Open daFreeMan opened 6 years ago
Currently all RD commands are conveniently regrouped under a "Rubberduck" parent menu... however part of me completely wants to have this command under the "Windows" menu. Thoughts?
Seems quite reasonable.
There are no menu items with icons in the Window
menu, but there are in other places. A tiny little yellow rubber duckie next to the text Close all
(with a short-cut underline on one of the "l"s) would indicate that it's an RD command. This theme could be continued as other commands are (potentially) spread about a bit to somewhat more logical places in the menu structure.
For this particular case I would tend to agree. IMHO for the main menu, most features should be under Rubberduck, with exceptions as here for special cases.
Not sure this holds for context menus though. For example our extensions to the PE context menu - currently we have everything under Rubberduck, which increases nesting depth and hurts discoverability.
@mansellan having RD commands under a Rubberduck menu hurts discoverability? Suppose we don't, and include our commands in the native parent menu - user might have other add-ins loaded, that also add their own menu commands; how would a user that just installed 3 add-ins at once, know what command are handled by what add-in? If RD's commands are all under "Rubberduck", then it's a given :wink:
Well, that's true... but is it enough of a reason? Thinking to what modern VS does - there's tons of features and extensions that extend the root of context menus. Hell, just with a fairly standard install, with R# and Service Fabric stuff installed, my solution explorer menu is already too tall to fit on my laptop screen without scrolling...
@retailcoder TBH, does it matter which add-in supports which function? So long as they all work and don't collide with each other... Of course, it's nice to know what features you'll lose by uninstalling Add-In A, but in general day-to-day use...
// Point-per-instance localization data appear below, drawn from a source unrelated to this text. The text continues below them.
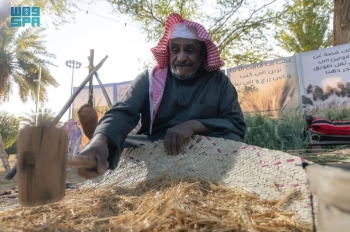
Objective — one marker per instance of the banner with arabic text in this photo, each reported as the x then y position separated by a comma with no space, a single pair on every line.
267,86
326,78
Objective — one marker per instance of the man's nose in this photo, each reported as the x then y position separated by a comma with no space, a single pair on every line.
181,56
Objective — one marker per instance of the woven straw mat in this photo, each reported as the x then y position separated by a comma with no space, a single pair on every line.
267,173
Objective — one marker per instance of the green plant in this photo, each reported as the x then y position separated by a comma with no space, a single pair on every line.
9,125
283,132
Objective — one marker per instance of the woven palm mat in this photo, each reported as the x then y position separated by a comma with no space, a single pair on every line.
267,173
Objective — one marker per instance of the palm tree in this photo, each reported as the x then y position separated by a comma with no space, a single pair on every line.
44,114
22,51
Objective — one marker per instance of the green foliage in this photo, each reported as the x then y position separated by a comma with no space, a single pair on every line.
239,28
281,133
9,126
305,26
22,51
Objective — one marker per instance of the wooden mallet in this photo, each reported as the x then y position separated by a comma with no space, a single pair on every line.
43,158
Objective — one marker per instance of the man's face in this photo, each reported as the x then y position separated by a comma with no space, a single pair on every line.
184,57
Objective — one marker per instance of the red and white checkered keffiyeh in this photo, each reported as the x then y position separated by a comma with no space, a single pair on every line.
157,75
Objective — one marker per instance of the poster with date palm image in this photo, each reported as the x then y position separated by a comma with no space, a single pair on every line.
267,87
326,79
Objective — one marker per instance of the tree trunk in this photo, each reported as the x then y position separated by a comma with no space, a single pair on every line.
3,156
341,22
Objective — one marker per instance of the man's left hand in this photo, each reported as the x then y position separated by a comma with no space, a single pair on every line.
176,135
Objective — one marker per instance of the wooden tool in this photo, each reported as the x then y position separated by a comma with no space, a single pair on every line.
43,159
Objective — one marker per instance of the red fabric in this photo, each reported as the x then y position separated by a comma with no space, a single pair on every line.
324,126
160,53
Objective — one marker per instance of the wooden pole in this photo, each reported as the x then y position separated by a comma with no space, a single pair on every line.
4,155
91,87
341,22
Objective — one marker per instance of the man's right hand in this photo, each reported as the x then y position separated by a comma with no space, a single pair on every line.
97,149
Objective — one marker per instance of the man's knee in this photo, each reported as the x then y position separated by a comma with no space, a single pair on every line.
230,136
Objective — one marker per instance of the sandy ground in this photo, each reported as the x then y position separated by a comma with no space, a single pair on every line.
5,184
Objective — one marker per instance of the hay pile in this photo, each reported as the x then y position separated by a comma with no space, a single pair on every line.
214,185
163,204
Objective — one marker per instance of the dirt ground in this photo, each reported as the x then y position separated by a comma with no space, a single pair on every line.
72,177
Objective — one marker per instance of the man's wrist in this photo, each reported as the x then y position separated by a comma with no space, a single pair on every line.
102,137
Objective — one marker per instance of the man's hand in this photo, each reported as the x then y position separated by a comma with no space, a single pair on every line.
97,148
175,136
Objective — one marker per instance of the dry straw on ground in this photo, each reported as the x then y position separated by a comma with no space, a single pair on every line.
163,204
214,185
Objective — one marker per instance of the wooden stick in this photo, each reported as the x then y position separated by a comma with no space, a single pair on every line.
91,88
13,171
103,90
77,91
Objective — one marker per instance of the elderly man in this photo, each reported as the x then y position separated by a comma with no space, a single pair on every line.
184,94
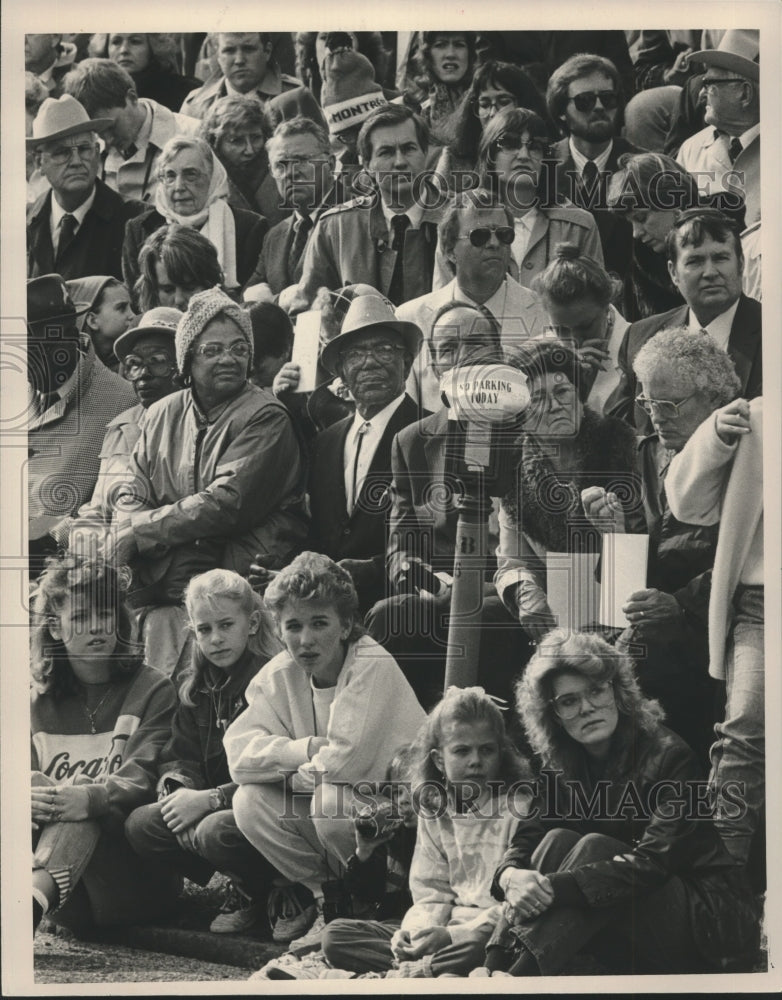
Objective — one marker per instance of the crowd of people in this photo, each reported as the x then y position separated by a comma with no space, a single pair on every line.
247,293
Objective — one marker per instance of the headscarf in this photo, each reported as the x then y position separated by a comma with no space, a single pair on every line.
215,221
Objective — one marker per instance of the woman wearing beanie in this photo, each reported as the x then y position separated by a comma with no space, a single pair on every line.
217,471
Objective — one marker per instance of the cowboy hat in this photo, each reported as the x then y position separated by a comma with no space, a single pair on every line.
59,117
162,320
366,313
738,52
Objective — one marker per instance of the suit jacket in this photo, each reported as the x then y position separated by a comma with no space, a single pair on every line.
251,229
616,233
350,245
745,348
361,534
423,513
523,317
97,246
272,265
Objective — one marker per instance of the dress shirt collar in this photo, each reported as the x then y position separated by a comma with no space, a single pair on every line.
580,160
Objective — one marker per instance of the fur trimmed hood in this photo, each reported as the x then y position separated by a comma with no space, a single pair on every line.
545,501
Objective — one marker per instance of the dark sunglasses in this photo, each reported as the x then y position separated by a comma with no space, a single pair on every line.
587,100
481,236
513,143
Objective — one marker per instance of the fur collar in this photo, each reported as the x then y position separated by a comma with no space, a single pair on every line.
545,502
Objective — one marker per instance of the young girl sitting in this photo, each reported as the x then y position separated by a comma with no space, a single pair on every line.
330,710
468,810
109,314
191,827
99,718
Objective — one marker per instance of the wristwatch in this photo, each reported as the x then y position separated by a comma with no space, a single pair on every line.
217,799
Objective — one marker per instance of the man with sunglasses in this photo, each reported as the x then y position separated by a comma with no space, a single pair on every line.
725,156
147,356
77,228
476,234
584,97
705,262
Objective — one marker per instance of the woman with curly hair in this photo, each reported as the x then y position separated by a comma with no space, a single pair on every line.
329,711
99,718
495,86
445,61
622,860
174,263
237,127
152,61
312,46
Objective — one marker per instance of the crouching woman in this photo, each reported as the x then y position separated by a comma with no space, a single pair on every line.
329,711
642,881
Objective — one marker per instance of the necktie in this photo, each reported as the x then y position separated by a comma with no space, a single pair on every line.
68,226
353,498
400,224
303,227
589,174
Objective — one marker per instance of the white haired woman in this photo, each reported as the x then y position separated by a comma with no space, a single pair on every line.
193,191
646,888
685,377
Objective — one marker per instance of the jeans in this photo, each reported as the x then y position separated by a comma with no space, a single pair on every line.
219,846
649,935
738,755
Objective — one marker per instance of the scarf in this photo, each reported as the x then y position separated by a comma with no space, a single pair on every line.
215,221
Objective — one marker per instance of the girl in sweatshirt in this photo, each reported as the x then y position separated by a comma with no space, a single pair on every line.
191,827
470,793
99,718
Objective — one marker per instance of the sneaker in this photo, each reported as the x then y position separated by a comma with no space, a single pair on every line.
289,915
238,913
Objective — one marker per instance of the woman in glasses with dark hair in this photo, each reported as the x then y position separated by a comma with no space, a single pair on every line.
512,164
646,887
685,377
495,86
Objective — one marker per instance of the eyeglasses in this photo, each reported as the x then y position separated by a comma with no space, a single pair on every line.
513,143
189,176
240,350
158,365
715,81
587,100
384,353
62,154
480,237
561,393
665,408
599,695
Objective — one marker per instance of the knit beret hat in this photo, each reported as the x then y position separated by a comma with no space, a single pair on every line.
350,93
201,310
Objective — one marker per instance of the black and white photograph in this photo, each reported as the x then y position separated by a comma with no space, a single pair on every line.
383,539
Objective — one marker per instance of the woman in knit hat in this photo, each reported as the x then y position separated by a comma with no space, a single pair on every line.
217,471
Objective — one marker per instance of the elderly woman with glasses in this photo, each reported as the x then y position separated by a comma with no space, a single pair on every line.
617,859
217,474
237,127
193,191
564,447
685,377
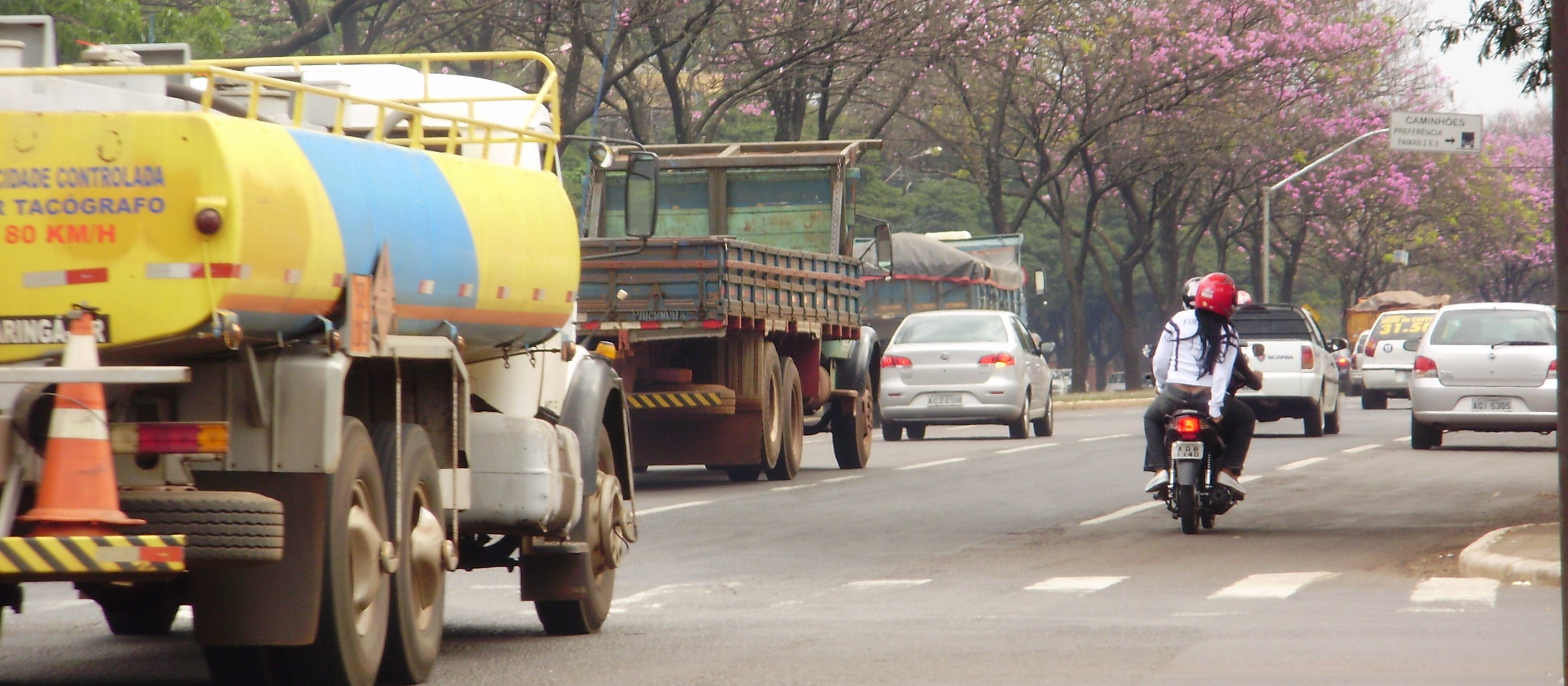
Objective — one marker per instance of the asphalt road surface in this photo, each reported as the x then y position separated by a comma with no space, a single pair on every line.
968,558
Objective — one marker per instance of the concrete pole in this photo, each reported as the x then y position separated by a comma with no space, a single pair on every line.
1299,174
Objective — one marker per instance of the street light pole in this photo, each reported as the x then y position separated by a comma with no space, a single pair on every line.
1271,192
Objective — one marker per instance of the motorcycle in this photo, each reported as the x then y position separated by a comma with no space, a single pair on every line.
1194,494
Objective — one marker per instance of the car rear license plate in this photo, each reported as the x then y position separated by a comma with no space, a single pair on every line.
1188,450
944,398
1492,404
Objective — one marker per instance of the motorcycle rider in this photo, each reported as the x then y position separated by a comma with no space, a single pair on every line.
1194,370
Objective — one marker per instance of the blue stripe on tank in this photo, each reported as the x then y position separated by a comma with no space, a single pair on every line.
396,196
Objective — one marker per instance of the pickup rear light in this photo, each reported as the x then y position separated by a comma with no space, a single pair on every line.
164,438
999,359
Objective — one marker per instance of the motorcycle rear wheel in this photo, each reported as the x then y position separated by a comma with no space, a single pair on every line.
1188,508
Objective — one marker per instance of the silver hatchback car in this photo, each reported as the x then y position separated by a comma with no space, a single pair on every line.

OTOH, that's what you get for installing 3 add-ins all at once without playing with each for a bit to see how you like 'em (unless you're reinstalling).
After working in the VBE for a while, you'll eventually end up with most, if not all, code modules opened, each in their own window. There are times when you need to bounce between 2 or 3 specific modules and you need to see what's in the ones you're currently not typing in, so having a nicely arranged set of windows is very handy. Unfortunately, the VBE doesn't give you any easy way of doing this other than clicking a ton of little red Xs or hitting
Ctrl-F4
until they've all closed.Having a RD "Close all code windows" option (with an associated hot-key as an added bonus) would be a great addition.